Severity: Warning Alert
Security: General election to be held in South Korea April 15. Campaign events likely to prompt localized disruptions. Protests possible.
This alert affects South Korea
This alert began 05 Apr 2020 20:29 GMT and is scheduled to expire 15 Apr 2020 23:59 GMT.
- Event: General election
- Location(s): Nationwide (map)
- Date: April 15
- Impact: Localized disruptions, increased security, business closures
South Korea will hold a general election on April 15, with voters going to the polls to elect members of the National Assembly.

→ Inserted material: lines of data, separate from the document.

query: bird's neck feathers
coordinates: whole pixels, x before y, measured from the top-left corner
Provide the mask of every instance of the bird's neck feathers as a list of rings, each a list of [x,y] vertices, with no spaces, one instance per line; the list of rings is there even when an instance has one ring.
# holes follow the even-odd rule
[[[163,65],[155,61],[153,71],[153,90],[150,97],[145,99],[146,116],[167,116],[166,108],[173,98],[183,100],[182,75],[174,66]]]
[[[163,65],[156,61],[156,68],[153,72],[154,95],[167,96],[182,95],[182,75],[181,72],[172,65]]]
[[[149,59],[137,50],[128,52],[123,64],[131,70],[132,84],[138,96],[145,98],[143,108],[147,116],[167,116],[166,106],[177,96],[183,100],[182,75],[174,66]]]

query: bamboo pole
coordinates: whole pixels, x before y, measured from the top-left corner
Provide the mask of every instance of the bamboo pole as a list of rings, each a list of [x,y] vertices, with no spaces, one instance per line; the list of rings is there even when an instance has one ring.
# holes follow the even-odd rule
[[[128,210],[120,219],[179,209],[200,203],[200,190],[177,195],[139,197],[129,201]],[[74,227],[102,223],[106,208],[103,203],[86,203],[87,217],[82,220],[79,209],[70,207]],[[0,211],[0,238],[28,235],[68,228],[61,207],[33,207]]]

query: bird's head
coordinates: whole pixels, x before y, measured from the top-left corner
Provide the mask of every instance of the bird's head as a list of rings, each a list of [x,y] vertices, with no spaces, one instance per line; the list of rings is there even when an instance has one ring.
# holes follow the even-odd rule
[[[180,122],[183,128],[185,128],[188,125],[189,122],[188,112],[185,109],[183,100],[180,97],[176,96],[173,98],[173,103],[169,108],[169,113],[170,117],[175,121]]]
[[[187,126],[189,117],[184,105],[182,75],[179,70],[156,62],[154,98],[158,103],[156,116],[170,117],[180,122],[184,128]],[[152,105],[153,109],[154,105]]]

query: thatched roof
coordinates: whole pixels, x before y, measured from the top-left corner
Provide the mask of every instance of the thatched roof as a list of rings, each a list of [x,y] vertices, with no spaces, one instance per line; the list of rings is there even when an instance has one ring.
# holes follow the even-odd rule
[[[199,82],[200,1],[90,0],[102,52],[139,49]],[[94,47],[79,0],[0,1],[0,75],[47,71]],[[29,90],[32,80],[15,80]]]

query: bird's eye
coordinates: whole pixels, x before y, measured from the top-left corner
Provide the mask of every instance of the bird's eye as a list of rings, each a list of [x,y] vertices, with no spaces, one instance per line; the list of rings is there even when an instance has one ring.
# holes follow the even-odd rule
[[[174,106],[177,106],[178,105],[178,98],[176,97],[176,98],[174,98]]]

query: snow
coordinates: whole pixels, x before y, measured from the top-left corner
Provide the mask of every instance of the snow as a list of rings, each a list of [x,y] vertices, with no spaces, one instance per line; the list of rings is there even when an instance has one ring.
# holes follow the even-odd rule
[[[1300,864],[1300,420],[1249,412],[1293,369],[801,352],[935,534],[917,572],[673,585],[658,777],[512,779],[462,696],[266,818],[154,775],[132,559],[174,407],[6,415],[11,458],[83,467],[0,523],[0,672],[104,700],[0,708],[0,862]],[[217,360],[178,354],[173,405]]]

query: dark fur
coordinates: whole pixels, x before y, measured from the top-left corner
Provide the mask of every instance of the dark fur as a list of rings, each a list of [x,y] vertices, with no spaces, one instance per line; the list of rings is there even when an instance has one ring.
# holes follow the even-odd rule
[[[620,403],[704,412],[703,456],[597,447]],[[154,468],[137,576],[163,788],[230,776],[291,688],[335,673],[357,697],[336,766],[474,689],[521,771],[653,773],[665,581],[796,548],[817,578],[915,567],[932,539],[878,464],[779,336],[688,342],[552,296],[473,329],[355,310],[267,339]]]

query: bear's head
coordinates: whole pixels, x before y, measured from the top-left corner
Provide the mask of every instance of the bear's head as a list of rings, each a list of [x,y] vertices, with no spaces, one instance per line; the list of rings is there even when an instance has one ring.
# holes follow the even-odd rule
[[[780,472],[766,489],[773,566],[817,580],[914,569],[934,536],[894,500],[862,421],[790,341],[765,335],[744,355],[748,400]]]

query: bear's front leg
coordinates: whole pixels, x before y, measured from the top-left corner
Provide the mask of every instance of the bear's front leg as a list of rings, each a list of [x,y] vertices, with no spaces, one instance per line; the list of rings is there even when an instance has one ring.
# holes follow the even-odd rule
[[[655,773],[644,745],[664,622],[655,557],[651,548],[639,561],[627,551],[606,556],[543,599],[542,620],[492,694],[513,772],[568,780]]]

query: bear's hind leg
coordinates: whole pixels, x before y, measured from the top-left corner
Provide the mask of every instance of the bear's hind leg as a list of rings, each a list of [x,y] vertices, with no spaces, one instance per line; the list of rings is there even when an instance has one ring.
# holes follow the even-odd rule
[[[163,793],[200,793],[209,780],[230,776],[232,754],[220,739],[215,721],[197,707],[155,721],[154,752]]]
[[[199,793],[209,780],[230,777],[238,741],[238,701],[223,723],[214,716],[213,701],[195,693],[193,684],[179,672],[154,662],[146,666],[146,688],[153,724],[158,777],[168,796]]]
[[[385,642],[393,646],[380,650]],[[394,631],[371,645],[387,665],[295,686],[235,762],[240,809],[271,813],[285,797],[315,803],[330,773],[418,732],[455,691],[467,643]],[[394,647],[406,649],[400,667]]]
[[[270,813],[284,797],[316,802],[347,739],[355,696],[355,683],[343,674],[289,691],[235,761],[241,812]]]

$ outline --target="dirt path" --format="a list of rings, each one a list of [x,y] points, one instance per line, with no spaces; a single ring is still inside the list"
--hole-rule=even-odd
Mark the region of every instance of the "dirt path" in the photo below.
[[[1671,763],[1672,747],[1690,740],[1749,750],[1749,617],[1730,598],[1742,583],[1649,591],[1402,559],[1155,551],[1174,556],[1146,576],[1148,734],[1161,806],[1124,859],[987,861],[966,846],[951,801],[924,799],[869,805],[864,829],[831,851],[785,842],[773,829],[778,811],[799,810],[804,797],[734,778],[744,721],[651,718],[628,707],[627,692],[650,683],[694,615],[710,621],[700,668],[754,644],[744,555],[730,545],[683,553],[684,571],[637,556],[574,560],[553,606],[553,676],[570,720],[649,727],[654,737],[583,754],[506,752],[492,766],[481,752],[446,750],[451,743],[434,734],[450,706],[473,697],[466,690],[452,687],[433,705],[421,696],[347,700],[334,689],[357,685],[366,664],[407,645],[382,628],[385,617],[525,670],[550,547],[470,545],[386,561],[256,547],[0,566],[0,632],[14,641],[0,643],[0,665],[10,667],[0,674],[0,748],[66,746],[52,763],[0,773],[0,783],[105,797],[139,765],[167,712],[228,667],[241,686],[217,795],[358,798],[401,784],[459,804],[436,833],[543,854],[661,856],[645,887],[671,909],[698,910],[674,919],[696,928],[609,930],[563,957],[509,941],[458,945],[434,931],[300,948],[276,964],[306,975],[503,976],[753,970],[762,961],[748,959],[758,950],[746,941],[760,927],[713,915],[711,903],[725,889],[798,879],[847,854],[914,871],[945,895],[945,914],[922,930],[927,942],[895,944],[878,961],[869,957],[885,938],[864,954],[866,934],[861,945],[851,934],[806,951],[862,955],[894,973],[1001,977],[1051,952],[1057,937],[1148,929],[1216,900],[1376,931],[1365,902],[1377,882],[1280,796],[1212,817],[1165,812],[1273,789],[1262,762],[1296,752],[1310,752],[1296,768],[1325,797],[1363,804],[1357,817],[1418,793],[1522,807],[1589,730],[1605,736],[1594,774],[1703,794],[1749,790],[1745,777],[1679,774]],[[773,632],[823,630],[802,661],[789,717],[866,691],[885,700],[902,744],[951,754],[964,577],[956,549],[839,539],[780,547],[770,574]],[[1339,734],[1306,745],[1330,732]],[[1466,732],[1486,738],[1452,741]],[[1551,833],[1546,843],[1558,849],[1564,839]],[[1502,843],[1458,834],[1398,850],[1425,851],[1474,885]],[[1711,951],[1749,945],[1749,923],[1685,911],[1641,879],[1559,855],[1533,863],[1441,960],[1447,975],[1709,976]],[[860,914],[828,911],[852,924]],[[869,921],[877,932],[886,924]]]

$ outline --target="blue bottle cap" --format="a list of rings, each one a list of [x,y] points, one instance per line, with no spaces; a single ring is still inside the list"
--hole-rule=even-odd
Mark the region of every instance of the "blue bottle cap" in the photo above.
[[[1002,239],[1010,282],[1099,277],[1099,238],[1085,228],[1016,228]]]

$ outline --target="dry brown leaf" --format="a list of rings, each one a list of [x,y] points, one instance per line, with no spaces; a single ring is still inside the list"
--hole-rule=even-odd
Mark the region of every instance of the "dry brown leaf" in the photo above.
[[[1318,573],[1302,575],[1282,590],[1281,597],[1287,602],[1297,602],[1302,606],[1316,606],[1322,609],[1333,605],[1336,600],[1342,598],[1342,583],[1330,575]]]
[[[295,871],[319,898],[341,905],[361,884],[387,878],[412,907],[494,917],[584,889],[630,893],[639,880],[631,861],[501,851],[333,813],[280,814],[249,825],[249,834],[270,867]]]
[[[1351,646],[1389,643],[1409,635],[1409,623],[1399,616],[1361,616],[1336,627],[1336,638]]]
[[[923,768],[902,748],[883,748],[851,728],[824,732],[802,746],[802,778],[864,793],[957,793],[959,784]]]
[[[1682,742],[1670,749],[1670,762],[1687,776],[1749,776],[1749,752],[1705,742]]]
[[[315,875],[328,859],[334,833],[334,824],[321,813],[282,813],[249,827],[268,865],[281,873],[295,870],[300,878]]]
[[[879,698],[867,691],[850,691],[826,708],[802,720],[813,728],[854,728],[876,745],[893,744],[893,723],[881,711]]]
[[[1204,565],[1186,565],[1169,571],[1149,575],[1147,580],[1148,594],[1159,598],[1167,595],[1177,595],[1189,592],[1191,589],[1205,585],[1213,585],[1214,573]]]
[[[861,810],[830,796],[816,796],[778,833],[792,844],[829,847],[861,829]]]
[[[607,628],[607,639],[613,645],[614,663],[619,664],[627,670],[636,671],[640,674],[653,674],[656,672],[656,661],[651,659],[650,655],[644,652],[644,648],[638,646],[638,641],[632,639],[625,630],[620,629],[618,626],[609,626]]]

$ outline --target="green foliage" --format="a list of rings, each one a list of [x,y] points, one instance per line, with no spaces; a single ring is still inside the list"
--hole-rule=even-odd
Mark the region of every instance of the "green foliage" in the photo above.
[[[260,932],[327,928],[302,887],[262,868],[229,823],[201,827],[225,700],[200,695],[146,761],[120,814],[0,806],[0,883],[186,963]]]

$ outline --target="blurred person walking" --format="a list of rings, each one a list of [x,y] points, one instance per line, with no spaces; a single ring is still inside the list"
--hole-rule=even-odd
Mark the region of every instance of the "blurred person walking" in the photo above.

The South Korean government has declared a holiday on April 15 to increase voter turnout; widespread government office and business closures are likely on election day.
While events have generally been sparsely attended due to the coronavirus disease (COVID-19) outbreak, street campaign gatherings, including rallies, are set to continue through April 14. Some of these events could attract thousands of people and prompt significant localized transport delays, especially in Seoul and other urban centers. Authorities will likely boost security during major campaign events, especially those taking place in the capital and other major cities. Most campaign events will remain largely peaceful, though minor clashes between rival activists, or between demonstrators and police, cannot be ruled out.
Minor protests and security disturbances are possible during and after the vote, especially if there are any perceived irregularities. Political gatherings could occur after polling stations close, or once the vote results are announced. Officials will implement heightened security measures near polling places nationwide April 15. Transport disruptions may occur near polling stations during the vote.
Background and Analysis
The April 15 election to choose the members of the 21st National Assembly will serve as a test of public sentiment regarding President Moon Jae-in's response to the COVID-19 outbreak. It will be the first election since Moon and his Democratic Party implemented electoral reforms in late 2019. The reforms brought about marginal changes to the country's mixed voting system, which contains elements of first-past-the-post and proportional representation based on party preference lists. Conservative opposition parties tried to block the reforms, saying the move would unfairly benefit the ruling party.
Avoid all political gatherings as a precaution. Monitor local media for campaign event announcements. Expect road closures, traffic congestion, and crowded public transportation during campaign events and voting, especially in Seoul and other urban areas; plan alternative routes.